2020–present: Hacks and continued acclaim

In 2021, Smart has appeared in the seven episode HBO crime drama limited series Mare of Easttown set in a small town in Pennsylvania. The series stars Kate Winslet as a grizzled detective with a supporting cast which includes Guy Pearce, Julianne Nicholson, and Evan Peters. Her role as Winslet's mother has earned her critical acclaim with Jackson McHenry of Variety writing, "It's one of those essential truths of TV, as Watchmen and Legion displayed recently, that if you need a tough-as-nails broad, you hire Jean Smart. Smart has the voice and the timing to play a stern matriarch, and whenever she's onscreen in Mare of Easttown, she wrenches away the spotlight like she's grabbing a juice box."[33]

She also stars as the lead in the HBO Max dark comedy series Hacks (2021) playing a legendary Las Vegas comedy diva looking to appeal to a younger audience. USA Today declared Smart, at the age of 69, "The Queen of HBO", after appearing in Watchmen, Mare of Easttown and now Hacks. Glen Weldon of NPR praised Smart's performance in his review writing, "I don't know if the role of Deborah Vance was written for Smart, but she certainly makes it seem like it was...Smart's also convincing as a standup, performing Deborah's vaguely hokey routines with a naturalistic flair as if she was born to it."[34] She won two consecutive Primetime Emmy Awards for Outstanding Lead Actress in a Comedy Series (2021 and 2022).[35]

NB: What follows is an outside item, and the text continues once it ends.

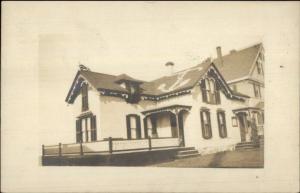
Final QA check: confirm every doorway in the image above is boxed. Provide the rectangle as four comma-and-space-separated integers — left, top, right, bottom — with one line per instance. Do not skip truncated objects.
237, 112, 247, 142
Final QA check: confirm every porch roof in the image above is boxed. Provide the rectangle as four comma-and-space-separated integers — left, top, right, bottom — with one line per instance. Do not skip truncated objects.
232, 106, 264, 113
141, 105, 192, 116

In 2021, Smart co-starred in the romantic comedy film Senior Moment with William Shatner and Christopher Lloyd.[36] In 2022, she played Peg, the grandmother of Kiernan Shipka's character Bea Johnson, in Wildflower.[37] In 2022, Smart appeared in Damien Chazelle's 1920's period comedy-drama film Babylon as gossip columnist Elinor St. John.[38]

Personal life

Smart was married to actor Richard Gilliland, whom she met while working on the set of Designing Women (he played J.D. Shackelford, the boyfriend of Annie Potts's character, Mary Jo Shively). They have two sons.[3] Gilliland and Smart also both appeared in season 5 of 24; he played Captain Stan Cotter in one episode, while she starred in the main cast role of First Lady Martha Logan. Gilliland died after a brief illness in March 2021.[39][40]

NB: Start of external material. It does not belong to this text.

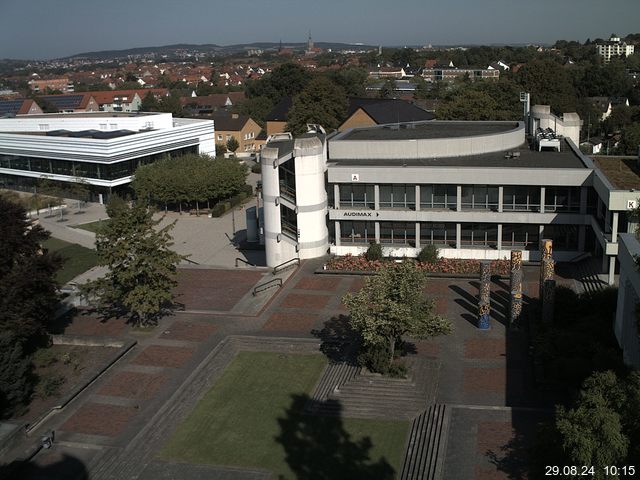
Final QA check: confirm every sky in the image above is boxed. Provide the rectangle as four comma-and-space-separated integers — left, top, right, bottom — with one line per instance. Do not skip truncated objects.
1, 0, 639, 60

Acting credits and accolades

Main articles: Jean Smart filmography and List of awards and nominations received by Jean Smart

She is the recipient of numerous awards, including five Primetime Emmy Awards and nominations for a Tony Award and Grammy Award. Smart has been nominated for twelve Primetime Emmy Awards for her work in television, winning twice for her comedic performance in a guest-starring role in Frasier (2000, 2001), once for her performance in Samantha Who? (2008), and twice back to back for her performance in Hacks (2021).[41] She was also nominated for the Tony Award for Best Actress in a Play for her performance in the Broadway revival of the George S. Kaufman play The Man Who Came to Dinner (2001).[42] In 2016, Smart was nominated for the Grammy Award for Best Spoken Word Album for Patience and Sarah.[43]

In 2000 she earned an Independent Spirit Award nomination for Guinevere and in 2007 she earned a Screen Actors Guild Award nomination along with the ensemble cast of the drama series 24. She has won the Critics' Choice Television Award twice for Fargo (2015) and Watchmen (2020). Smart is the most awarded performer at the Critics' Choice Television Awards, with four wins (for the above mentioned Fargo, Watchmen and Hacks) from 5 nominations. Smart is only the second actress, after Betty White, to win all three comedy Emmy nominations - comedy lead, supporting, and guest categories.[44]